The submission process I set up was integral in relation to this last point. Artists in all mediums (including performance and painting) were invited to submit work and proposals for work. I asked for 140 character proposals either via email or Twitter. These could contain links and/or images. And I required a single €2 coin to be sent via post directly to me as the processing fee. Indeed it is all somewhat arbitrary. I suppose that is exactly the point in a kind of absurdist farcical parody kind of way. As I suspected, and later discovered, in this regard artists are ‘well–trained’ so to speak. As I began to receive submissions and the posted processing fee, I delighted in the wide–ranging, yet always very human, engagement that unfolded. The post in particular included gifts, jokes, a range of solutions to ensuring the safe delivery of the €2 coin, and of course the correspondence was almost always hand–written. My response to this was to invoke a ‘No Form Letter Policy’, i.e. I replied with my decision to all applicants individually, albeit concisely. I received numerous responses, a few bad, most good and many further explanations about the submitted work. In a few cases I requested other work or to use the objects mailed in the post. In one instance I requested the use of the artist’s handwriting for the exhibition press image. The point being that dialogues began, there was exchange, feedback, a response.

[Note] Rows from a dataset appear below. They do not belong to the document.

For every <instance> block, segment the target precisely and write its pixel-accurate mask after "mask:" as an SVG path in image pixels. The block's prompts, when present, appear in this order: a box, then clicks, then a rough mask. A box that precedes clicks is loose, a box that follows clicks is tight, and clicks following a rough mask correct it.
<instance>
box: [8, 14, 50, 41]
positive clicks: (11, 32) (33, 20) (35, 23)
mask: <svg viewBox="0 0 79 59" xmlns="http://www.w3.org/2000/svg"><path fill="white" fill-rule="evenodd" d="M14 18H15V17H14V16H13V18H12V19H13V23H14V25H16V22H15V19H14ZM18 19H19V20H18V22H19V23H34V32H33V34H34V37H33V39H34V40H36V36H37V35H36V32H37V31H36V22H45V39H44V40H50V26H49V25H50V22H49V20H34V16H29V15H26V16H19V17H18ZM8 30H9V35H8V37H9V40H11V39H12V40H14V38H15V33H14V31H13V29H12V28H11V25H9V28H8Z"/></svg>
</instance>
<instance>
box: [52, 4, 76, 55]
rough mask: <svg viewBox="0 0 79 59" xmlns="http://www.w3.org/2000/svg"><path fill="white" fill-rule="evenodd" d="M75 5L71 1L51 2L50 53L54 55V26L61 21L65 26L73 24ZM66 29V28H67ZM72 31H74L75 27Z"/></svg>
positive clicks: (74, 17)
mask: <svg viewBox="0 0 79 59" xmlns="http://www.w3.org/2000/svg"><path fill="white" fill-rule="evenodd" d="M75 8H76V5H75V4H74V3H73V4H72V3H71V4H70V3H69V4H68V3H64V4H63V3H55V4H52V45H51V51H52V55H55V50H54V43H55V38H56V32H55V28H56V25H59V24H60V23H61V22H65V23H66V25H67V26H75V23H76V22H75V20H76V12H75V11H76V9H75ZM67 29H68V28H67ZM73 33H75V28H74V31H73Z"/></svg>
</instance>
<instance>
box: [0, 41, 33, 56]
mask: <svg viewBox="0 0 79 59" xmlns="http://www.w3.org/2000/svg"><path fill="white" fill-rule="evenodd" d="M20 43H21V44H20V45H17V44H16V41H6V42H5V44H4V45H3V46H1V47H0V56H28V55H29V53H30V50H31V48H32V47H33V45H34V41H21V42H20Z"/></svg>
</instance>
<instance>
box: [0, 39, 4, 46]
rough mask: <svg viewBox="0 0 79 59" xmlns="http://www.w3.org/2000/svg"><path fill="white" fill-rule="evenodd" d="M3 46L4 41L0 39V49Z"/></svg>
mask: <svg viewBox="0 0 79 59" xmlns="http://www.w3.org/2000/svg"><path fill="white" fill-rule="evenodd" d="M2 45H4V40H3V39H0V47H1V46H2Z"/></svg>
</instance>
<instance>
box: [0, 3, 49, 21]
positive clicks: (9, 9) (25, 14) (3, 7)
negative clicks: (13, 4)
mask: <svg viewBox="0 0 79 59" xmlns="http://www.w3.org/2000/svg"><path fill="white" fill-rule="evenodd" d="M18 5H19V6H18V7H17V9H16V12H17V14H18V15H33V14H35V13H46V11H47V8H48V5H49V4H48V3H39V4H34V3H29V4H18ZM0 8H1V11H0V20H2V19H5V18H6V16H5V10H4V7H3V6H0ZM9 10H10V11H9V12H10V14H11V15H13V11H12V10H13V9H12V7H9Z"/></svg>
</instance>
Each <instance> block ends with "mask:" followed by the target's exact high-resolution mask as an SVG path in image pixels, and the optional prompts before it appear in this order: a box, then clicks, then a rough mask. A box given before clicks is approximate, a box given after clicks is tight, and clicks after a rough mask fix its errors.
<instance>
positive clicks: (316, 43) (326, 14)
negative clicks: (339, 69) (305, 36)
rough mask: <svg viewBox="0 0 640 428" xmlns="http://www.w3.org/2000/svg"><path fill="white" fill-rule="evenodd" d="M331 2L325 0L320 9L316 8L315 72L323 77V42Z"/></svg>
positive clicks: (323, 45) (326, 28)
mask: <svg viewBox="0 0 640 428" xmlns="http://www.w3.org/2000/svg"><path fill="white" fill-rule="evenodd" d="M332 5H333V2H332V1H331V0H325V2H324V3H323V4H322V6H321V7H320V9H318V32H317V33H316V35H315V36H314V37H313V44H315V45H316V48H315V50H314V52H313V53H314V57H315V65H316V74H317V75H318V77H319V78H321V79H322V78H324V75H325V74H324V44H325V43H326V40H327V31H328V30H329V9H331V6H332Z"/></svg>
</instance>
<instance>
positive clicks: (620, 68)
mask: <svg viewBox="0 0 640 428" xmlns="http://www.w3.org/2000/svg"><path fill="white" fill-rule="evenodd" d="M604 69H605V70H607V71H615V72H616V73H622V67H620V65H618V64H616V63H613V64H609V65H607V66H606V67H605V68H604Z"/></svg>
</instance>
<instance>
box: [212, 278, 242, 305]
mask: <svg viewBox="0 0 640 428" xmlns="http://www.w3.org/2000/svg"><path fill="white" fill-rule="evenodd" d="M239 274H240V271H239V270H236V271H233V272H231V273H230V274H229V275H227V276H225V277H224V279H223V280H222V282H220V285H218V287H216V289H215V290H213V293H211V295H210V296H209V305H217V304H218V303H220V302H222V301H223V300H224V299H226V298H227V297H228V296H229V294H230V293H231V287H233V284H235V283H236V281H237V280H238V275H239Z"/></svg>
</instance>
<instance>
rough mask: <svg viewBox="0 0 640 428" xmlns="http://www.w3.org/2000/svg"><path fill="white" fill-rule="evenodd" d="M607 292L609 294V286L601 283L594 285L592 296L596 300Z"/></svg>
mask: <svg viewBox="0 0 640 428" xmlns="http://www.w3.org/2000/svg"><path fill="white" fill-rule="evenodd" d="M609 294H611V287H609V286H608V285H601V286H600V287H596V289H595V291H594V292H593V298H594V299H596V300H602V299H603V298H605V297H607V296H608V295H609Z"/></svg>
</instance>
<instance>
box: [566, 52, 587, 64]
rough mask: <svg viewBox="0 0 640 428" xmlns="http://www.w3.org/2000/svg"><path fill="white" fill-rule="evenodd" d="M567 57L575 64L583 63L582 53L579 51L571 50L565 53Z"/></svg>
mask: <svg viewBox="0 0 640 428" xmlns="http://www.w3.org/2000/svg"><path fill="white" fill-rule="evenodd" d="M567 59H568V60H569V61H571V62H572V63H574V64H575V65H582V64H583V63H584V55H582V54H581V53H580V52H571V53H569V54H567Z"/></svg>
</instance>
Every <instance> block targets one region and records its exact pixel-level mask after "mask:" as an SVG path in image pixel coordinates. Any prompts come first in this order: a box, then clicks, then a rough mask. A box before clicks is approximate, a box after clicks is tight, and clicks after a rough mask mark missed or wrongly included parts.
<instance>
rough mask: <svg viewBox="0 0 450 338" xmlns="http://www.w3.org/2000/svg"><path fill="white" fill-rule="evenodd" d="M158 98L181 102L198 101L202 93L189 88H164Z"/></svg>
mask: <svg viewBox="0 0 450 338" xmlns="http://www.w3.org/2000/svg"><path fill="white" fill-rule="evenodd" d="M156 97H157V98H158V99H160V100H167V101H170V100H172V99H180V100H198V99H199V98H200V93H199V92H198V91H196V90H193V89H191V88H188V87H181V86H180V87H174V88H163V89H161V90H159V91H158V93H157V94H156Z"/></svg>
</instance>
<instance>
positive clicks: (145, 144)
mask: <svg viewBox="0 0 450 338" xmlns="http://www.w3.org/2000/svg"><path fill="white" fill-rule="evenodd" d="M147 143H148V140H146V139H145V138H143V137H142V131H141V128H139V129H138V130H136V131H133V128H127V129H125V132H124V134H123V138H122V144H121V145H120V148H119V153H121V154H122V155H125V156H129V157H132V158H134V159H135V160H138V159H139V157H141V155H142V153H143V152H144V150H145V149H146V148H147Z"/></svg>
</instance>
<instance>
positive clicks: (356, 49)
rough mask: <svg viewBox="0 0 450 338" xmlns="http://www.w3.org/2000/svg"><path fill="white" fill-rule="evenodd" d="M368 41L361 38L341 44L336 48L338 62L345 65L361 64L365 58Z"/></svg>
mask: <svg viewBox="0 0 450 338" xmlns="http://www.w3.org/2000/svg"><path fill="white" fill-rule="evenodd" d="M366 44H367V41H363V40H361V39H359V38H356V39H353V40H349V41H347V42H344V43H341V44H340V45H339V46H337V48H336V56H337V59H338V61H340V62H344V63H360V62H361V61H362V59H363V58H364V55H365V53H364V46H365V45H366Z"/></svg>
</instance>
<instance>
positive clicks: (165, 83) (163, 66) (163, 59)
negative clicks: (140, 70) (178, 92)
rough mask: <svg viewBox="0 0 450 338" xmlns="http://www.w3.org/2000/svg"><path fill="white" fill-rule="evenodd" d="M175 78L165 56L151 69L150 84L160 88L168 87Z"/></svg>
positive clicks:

Work was chosen based on its feasibility, artistic quality and its relevance to the theme. But, mainly when choosing the work I intentionally placed concept before form; rational adherence to my brief prevailed over craftsmanship and other aesthetic or stylistic concerns. Specifically, what I posited was a request for artists to envision the future and by no means sought prescriptive utopianism. There is the all too frequent nostalgia for past conceptions of the future visible in art today, indeed it is arguably the current zeitgeist. Loose applications, “notions of”, poetic interpretations, or exceedingly generous understandings of work were all rejected. I was willing to allow new interpretations to occur and unfold without imposing literal limitations, so long as the artists resolved the proposed brief I would take on the range of solutions regardless of ‘superficial’ matters.

Although striving for impartiality and objectivity, I accept that this is my subjective curatorial imposition. It is in this, the dialogues I initiated with the artists, and the selection of non-submitted works that I hope to impact culture through exhibition making.

Thanks to everyone at the Hugh Lane and the Sleepwalkers project. Special thanks to Michael Dempsey.